Nine time cliff diving world champion Colombian Orlando Duque travelled to the West Coast of Ireland over to complete a unique project – diving from a cliff top on the Aran Islands at 26m in to the Atlantic Ocean swells of the Serpent’s Lair.
Rumours of the legendary Serpent’s Lair (Poll na Peist) on the Aran Islands circulate world wide throughout the cliff diving community. Similar to numerous other locations on the islands, the Serpents Lair is what fishermen call a “blowhole,” or a shoreline window to subterranean caverns, which spurt out water each day as high tide approaches. What differentiates the Serpent’s Lair from other blowholes, though, is that it’s a near-perfect rectangle, thus its inexplicable nature.
Ancient mythology tells us of a Sea Serpent which lived beneath the entrance .The sound of screeching stormy winds is said in myth to be the great Serpent making its presence felt.

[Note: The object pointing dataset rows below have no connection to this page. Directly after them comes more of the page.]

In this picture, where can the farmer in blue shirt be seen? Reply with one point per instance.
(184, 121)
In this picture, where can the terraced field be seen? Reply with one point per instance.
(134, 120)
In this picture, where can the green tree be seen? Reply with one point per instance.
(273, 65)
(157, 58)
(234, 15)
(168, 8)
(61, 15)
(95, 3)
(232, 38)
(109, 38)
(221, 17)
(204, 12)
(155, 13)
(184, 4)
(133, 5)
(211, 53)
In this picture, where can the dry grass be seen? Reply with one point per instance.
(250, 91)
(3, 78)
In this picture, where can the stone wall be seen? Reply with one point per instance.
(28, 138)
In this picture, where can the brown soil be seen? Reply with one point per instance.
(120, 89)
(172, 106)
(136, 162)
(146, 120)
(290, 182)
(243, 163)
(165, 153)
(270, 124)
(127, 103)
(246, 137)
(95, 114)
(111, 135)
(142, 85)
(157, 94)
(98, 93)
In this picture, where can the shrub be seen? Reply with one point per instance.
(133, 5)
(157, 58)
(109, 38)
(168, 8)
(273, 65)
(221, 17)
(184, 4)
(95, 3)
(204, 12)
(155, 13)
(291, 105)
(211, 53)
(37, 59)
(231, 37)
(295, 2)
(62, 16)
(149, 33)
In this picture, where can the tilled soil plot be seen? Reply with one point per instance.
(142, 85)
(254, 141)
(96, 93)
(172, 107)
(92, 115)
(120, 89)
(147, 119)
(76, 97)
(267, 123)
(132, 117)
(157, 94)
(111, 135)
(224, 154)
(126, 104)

Duque is one of only a handful of competitive cliff divers in the world; a small community in search of the next high, training relentlessly to avoid the inherent perils of their sport. “The serpents lair is one of those places that you only hear stories about”, commented Duque. “Finding the place and being able to dive there was one of the highlights of my career. Hopefully in the future we can bring a cliff diving competition to Ireland.”

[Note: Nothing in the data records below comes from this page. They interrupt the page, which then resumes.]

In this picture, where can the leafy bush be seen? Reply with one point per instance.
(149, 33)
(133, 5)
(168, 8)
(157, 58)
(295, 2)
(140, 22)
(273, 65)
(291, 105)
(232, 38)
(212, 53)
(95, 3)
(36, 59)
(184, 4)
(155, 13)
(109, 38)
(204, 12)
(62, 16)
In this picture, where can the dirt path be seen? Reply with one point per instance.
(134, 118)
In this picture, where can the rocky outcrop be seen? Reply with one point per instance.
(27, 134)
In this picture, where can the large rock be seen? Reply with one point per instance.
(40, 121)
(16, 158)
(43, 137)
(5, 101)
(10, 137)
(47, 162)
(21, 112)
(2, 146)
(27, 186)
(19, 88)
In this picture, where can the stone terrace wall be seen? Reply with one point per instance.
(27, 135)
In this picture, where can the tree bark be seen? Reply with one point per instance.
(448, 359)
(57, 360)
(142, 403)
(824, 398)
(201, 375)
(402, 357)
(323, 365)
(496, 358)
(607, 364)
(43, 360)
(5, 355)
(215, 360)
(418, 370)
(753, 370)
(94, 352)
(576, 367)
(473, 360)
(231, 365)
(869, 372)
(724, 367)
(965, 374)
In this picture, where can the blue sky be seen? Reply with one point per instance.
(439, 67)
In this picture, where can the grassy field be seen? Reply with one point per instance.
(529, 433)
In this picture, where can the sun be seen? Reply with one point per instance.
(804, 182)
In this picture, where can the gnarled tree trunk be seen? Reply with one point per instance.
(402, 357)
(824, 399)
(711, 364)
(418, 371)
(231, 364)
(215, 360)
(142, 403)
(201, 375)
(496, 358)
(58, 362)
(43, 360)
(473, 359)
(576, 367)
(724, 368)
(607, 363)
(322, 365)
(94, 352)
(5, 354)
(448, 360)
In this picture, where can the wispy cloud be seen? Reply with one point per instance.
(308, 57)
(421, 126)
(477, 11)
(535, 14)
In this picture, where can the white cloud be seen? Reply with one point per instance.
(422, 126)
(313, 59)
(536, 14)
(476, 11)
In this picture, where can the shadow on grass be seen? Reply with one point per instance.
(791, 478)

Cliff diving is considered to be the acrobatic perfection of diving into water from heights ranging between 23 to 28 meters for men and 18 to 23 meters for women. The athletes have approximately three seconds to coordinate their forms and movements before they hit the surface of the water at around 100km/h. A pancake landing from such heights can be compared with a hard landing from 13m on concrete.